Pero la llama competitiva seguía viva en un campeón de semejantes dimensiones. En 2008, anunció su regreso con su mirada de depredador puesta en la ronda gala de 2009. En ella compartió protagonismo y equipo -el Astana- con Alberto Contador. Ambos se disputarían tanto el Tour como el liderato del conjunto durante las tres semanas de carrera. Finalmente, fue el ciclista de Pinto el que se llevó el gato al agua con la victoria final en los Campos Elíseos. Armstrong, con 37 años en sus piernas, logró un meritorio tercer puesto que sorprendió a muchas personas dentro del mundillo, que no creían que pudiera volver a rendir a buen nivel.

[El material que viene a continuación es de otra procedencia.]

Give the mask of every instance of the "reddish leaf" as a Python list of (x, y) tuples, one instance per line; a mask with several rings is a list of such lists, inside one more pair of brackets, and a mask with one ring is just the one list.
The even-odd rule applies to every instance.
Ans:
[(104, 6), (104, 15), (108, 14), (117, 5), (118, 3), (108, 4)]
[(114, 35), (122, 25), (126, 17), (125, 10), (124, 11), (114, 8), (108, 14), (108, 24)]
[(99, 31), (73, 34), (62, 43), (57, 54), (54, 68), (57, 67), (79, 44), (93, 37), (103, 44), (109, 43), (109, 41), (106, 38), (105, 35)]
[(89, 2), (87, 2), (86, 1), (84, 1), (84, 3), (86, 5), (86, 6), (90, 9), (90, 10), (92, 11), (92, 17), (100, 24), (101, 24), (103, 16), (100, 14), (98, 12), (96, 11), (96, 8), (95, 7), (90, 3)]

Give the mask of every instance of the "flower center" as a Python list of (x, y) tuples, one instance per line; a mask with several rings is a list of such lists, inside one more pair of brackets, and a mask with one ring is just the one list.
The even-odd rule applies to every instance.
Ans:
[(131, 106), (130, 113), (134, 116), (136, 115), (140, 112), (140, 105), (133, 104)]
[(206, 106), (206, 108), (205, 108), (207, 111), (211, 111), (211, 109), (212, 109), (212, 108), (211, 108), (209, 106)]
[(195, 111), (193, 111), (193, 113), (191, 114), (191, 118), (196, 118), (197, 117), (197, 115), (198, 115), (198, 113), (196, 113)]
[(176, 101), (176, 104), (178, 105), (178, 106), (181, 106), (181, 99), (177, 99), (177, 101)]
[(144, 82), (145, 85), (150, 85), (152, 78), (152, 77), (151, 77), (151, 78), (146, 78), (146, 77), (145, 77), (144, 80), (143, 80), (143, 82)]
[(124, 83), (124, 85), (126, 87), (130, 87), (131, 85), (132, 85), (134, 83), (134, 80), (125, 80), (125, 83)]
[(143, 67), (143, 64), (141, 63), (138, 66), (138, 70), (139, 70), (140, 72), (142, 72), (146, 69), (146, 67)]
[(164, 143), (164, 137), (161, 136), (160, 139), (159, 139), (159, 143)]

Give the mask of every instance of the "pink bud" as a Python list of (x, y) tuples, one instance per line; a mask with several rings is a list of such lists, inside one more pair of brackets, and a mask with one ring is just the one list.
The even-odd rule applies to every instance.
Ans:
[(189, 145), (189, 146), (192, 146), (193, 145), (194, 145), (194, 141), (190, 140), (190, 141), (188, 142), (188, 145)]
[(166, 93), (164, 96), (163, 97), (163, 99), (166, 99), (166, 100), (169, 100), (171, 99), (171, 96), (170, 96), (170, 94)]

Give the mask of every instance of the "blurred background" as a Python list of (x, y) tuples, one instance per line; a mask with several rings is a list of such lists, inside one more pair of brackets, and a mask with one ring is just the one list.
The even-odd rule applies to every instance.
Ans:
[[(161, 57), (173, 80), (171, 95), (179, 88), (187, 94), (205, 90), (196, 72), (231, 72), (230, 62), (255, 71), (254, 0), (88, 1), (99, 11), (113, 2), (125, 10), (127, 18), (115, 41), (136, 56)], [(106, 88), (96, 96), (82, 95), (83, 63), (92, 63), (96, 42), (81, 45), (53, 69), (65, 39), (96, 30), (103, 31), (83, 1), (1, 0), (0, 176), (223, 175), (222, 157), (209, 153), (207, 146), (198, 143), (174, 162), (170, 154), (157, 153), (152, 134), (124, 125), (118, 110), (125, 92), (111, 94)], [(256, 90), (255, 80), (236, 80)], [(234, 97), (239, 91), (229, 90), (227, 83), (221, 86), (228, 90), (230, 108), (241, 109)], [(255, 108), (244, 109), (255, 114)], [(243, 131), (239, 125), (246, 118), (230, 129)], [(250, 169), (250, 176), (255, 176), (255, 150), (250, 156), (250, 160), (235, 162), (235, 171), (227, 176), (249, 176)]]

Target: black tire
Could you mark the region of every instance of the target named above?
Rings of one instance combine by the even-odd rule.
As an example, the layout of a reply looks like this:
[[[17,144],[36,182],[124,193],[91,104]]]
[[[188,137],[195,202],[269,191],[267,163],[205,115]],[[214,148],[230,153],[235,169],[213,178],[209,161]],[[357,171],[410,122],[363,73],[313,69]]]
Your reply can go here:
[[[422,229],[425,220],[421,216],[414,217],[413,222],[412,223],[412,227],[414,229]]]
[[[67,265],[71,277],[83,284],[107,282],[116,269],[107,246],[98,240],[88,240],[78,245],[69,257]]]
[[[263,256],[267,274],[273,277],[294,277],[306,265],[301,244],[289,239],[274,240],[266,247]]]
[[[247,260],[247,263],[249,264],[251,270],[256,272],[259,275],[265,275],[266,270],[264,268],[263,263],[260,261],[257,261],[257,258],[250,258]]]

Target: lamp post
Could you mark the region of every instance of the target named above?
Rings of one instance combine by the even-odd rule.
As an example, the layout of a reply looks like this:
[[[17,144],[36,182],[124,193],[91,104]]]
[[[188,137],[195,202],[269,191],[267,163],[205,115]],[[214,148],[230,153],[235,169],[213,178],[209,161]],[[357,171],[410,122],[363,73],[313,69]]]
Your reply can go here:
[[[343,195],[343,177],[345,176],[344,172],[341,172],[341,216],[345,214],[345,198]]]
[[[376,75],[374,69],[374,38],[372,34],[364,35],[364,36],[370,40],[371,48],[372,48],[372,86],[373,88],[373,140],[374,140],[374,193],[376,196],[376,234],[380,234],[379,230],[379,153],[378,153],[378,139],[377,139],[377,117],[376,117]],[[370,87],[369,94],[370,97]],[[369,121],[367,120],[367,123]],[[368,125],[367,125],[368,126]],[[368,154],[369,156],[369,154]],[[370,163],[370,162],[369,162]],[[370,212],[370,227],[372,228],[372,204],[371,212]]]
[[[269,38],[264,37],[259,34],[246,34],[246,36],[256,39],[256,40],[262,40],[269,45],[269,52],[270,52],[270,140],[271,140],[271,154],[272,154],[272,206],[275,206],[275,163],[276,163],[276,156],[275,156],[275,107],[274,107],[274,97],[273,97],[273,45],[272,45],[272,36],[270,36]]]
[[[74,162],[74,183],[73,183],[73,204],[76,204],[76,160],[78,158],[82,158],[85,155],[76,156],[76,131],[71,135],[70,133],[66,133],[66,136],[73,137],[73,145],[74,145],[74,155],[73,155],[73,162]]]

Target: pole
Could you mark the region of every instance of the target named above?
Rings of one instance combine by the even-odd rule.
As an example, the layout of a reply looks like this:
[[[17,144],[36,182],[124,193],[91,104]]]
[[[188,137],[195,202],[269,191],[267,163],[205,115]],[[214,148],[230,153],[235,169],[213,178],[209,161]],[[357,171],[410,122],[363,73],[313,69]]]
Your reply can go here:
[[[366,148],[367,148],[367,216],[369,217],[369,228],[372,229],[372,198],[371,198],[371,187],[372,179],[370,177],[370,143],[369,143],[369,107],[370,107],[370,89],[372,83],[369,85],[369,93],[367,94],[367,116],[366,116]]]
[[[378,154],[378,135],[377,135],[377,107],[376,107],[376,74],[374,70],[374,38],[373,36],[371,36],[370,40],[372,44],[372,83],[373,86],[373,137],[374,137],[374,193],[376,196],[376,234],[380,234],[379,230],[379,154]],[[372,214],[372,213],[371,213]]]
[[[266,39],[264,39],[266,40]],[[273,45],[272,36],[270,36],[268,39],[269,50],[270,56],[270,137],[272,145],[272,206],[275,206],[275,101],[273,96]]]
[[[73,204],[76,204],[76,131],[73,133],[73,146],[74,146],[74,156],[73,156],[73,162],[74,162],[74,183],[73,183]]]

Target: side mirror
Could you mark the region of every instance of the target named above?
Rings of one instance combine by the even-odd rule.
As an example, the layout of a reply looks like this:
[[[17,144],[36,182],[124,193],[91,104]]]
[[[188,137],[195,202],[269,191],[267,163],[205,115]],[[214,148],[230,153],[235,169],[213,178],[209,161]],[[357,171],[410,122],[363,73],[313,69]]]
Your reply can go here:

El Tour de 2010 fue menos amable con el estadounidense. Sufrió varios problemas con caídas y terminó en el puesto 23 de la general, a casi 40 minutos de Contador, que repitió vestido de amarillo en las calles de París. Antes de disputarlo, el ciclista había anunciado que este sería su último Tour. Pese a esta mala actuación, Armstrong ha asegurado hoy estar plenamente satisfecho con su regreso. “En la hora del retiro no me arrepiento de nada. Ha sido una etapa de mi vida excelente. Cuando volví pensé que iba a ganar un nuevo Tour”, señaló.
A lo largo de su trayectoria profesional, Lance Armstrong ha afrontado diversas acusaciones de dopaje. El diario francés L’equipe publicó en 2005 que seis de las muestras de orina recogidas al ciclista en el Tour de 1999 contenían restos de EPO. En 2006, una investigación de la Unión Ciclista Internacional sobre el caso declaró inocente al ciclista tejano.
En la actualidad, Armstrong está pendiente de otra investigación alimentada por las acusaciones de su excompañero y compatriota Floyd Landis, al que le quitaron el Tour de Francia de 2006 -que recayó en Pereiro- por dar positivo durante la carrera. “He contratado a personas para que me ayuden, pero estoy tranquilo y trato de seguir mi camino. Sé lo que hago y lo que hice”, añadió el heptacampeón del Tour.
Su última carrera de entidad ha sido el Tour Down Under, en Australia, disputado el mes pasado. Ahora, con un nuevo adiós que parece el definitivo, se cierra una de las páginas más brillantes en la historia del ciclismo.